Mais la vendetta n’est pas sa seule activité. A la fin des années 60, Jean-Jé est en relation étroite avec les réseaux corso-latino-américains de la French Connection, qui expédient de l’héroïne par centaines de kilos aux Etats-Unis. Plusieurs trafiquants, arrêtés outre-Atlantique, coopèrent avec la justice américaine en échange d’une peine allégée. Le nom de Jean-Jé apparaît en tête de liste des suspects, avec une demi-douzaine de comparses. A l’automne 1974, le patron des stups de Marseille, le commissaire Lucien Aimé-Blanc, reçoit ces informations et vérifient le tout. Le juge René Saurel, spécialiste de la French Connection, dirige l’instruction. Filatures et témoignages concordent. Le 30 janvier 1975, Jean-Jé est arrêté (voir doc 1 photos), puis inculpé pour trafic de stups, avec ses amis. Craignant de porter le chapeau de cette affaire, Jean-Jé se fait hospitaliser à l’Hôtel-Dieu et se fait la belle en pyjama (voir doc 2) une nuit de juillet 1975. Le voilà envolé pour dix années de cavale, qu’il passera en Amérique latine, aux Etats-Unis, sans oublier quelques discrets séjours en Corse, où il garde de précieux appuis. Ses ex-complices, eux, sont dans le box des prévenus du tribunal de Marseille le 13 janvier 1978. Ils écopent de 10 à 15 ans de prison pour infraction à la législation sur les stupéfiants. Les juges sont encore plus sévères avec l’homme en fuite, Jean-Jé, condamné par défaut à 17 ans de prison. Avec ces motivations (doc 3) :« organisateur au sommet, ayant tiré un bénéfice financier du trafic, objet de très mauvais renseignements, joueur, ne mérite aucune indulgence ».

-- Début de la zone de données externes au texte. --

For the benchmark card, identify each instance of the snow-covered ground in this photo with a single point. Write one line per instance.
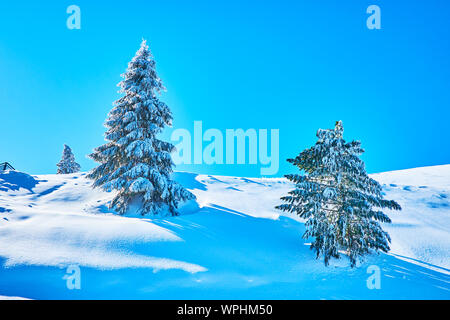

Mais voilà. Il y a un appel de ce premier jugement. La cour d’appel d’Aix-en Provence se penche sur cette affaire en octobre 1978. Les peines des complices de Jean-Jé sont confirmées, voire alourdies. Surprise : les magistrats ne se prononcent pas sur le cas de Jean-Jé, repoussant à plus tard l’examen de son dossier (voir doc 4). Puis, le temps passe. Jean-Jé est toujours introuvable. La cour d’appel « oublie » curieusement de le rejuger dans les délais légaux. La prescription s’applique. Sa première condamnation à 17 ans disparaît. Plus de trace dans son casier, désormais vierge. Le miracle judiciaire a eu lieu.
Le fugitif peut revenir tranquillement en Corse mi-1985. Plus personne ne peut le poursuivre. Il commence alors une deuxième carrière de chef de clan. Officiellement peu actif, il aide son épouse qui a racheté l’hôtel Miramar à Propriano et gère des supérettes, il règle des affaires dans le sud de l’île, il adoube Robert Feliciaggi à la mairie de Pila-Canale et s’active dans l’ombre. En septembre 1998, la commission d’enquête parlementaire sur la Corse voit en lui (doc 5) le seul « parrain corse » influent et incontournable. Une assertion qui lui vaut une mise sous surveillance, sans grandes suites, par les services de police en mars 1999 (voir doc 6). Et qui le poussera à sortir de son silence pour affirmer au mensuel Corsica en août 2002 : « Je ne suis pas le parrain de la Corse ».
Seul incident judiciaire tardif dans sa vie de discret retraité : une condamnation en 2004, en première instance, pour recel d’abus de biens sociaux, à cause d’un « emploi fictif » dans une supérette de son épouse ! Avant de se présenter devant les juges d’Ajaccio aux côtés de sa femme en juin 2004, Jean-Jé avait, à nouveau, « disparu » dans la nature pendant deux ans. Une habitude pour ce saint homme qui n’appréciait décidément pas trop les prétoires. Sa peine confirmée en appel, Jean-Jé s’était pourvu en cassation dans cette affaire, avec l’espoir d’en sortir blanchi. Et il restait libre de ses mouvements. L’« accident bête » a interrompu son attente.